Pershing Square Capital Management LP, founded by Ackman, sold Brookfield Asset Management Inc. (BAM/A) its warrants to buy 18.4 million General Growth shares, according to a filing today with the Securities and Exchange Commission. The New York-based hedge fund, General Growth’s second-largest investor, also agreed to keep its stake below 10 percent for at least four years.
Ackman will return to a “passive” shareholder after Brookfield also agreed to limits on its ownership of Chicago- based General Growth. He is dropping his call for the No. 2 U.S. mall owner, which left bankruptcy in November 2010, to explore a sale to its largest rival, Simon Property Group Inc. (SPG)
“Both sides got what they wanted,” Alexander Goldfarb, an analyst with Sandler O’Neill & Partners LP in New York, said in an interview. “Brookfield had to pay a premium to buy the warrants from Pershing Square, so that’s a victory for Pershing. And Pershing got Brookfield to amend its corporate governance.”
“At the same time, Brookfield got the warrants and got Pershing Square to agree to be a passive investor, which is a victory for Brookfield and GGP,” he said.
Ackman wasn’t available to comment on the deal. David Keating, a General Growth spokesman, declined to comment. Andy Willis, Brookfield spokesman, didn’t return a voice mail.
General Growth fell 2.9 percent to $19.46 today in New York trading, the most since June.
Ackman said in August that Indianapolis-based Simon had shown interest in an acquisition and lobbied for the companies to begin talks. General Growth rebuffed the idea and Simon Chief Financial Officer Stephen Sterrett said in September that his company had “no interest” in a takeover.

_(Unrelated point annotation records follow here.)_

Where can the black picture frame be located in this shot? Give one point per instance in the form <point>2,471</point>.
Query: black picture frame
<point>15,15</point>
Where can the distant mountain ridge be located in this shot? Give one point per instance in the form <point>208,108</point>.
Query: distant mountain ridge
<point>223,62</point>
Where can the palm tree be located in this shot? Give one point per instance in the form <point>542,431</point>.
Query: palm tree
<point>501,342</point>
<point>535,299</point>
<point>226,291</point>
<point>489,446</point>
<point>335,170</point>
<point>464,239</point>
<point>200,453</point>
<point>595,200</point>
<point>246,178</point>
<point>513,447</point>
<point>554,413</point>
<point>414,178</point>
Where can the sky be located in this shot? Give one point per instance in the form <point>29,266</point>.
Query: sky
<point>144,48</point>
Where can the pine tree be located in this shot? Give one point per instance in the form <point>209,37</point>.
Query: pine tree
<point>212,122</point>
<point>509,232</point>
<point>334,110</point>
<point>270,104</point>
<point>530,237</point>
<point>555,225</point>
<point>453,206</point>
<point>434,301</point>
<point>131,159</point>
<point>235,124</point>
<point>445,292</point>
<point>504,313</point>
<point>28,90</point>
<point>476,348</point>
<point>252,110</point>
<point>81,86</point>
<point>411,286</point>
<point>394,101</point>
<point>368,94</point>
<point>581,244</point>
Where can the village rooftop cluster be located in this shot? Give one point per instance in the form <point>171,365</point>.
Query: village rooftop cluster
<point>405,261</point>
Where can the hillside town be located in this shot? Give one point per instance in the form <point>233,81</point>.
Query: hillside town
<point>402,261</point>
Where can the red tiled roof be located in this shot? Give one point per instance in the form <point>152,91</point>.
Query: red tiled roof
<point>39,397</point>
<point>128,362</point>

Simon had tried to buy General Growth when it was in bankruptcy but lost a takeover battle to a group led by Ackman and Toronto-based Brookfield.
“It was never reasonable to think that GGP was going to be sold,” said Goldfarb, who has a hold rating on the shares. “Pershing Square passed on that option during the bankruptcy process, then Simon made offers to buy the company and they were rebuffed and consequently, Simon was very clear that they had moved on.”
Pershing is satisfied with the board’s oversight and believes General Growth (GGP) should remain independent, according to the filing. The fund now holds 8 percent of the common stock.
Brookfield agreed to limit its right to vote shares in excess of 38.2 percent of the common stock, according to a separate statement. Brookfield and its affiliates also will participate in future stock repurchases by General Growth so as not to exceed a 45 percent ownership cap.
Brookfield paid about $271.9 million for the Pershing warrants, or about $14.75 each. That suggests a premium of about $4.25 per unit, based on General Growth’s closing stock price of $19.85 on Dec. 31, the date of the deal, and the warrants’ exercise price of $9.36, according to Goldfarb.
General Growth shares climbed 36 percent last year.